Luta, Lūtā: 10 definitions
Luta means something in Buddhism, Pali, Hinduism, Sanskrit, Marathi. If you want to know the exact meaning, history, etymology or English translation of this term then check out the descriptions on this page. Add your comment or reference to a book if you want to contribute to this summary article.
Mahayana (major branch of Buddhism)Source: Wisdom Library: Maha Prajnaparamita Sastra
Lūtā (लूता, “spider”) represents an incarnation destination of the tiryaggati (animal realm) according to the “world of transmigration” section in the 2nd century Mahāprajñāpāramitāśāstra (chapter XXVII).—The Bodhisattva sees the animals (tiryak) undergoing all the torments: they are made to gallop by blows of the whip or stick; they are made to make long journeys carrying burdens; their harness is damaged; they are branded with hot iron. If hatred (dveṣa, pratigha) is predominant [in people], they take the form of [for example] spider (lūtā).

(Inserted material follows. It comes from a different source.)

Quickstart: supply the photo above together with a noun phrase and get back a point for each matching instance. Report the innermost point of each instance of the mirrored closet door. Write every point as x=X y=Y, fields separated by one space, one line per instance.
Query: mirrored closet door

Mahayana (महायान, mahāyāna) is a major branch of Buddhism focusing on the path of a Bodhisattva (spiritual aspirants/ enlightened beings). Extant literature is vast and primarely composed in the Sanskrit language. There are many sūtras of which some of the earliest are the various Prajñāpāramitā sūtras.
Languages of India and abroad
Pali-English dictionarySource: BuddhaSasana: Concise Pali-English Dictionary
luta : (pp. of lunāti) mowed.Source: Sutta: The Pali Text Society's Pali-English Dictionary
Luta, seems to be a legitimate spelling representing either lutta or lūna, in meaning “cut, cut off” (cp. lu for lū under lunāti). Thus at S. I, 5 (nalo va harito luto)= 126=J. VI, 25; and at Sn. 532 (lutāni bandhanāni; vv. ll. lūtāni & lunāni; explained as “chinnāni padālitāni” at SnA 432). (Page 585)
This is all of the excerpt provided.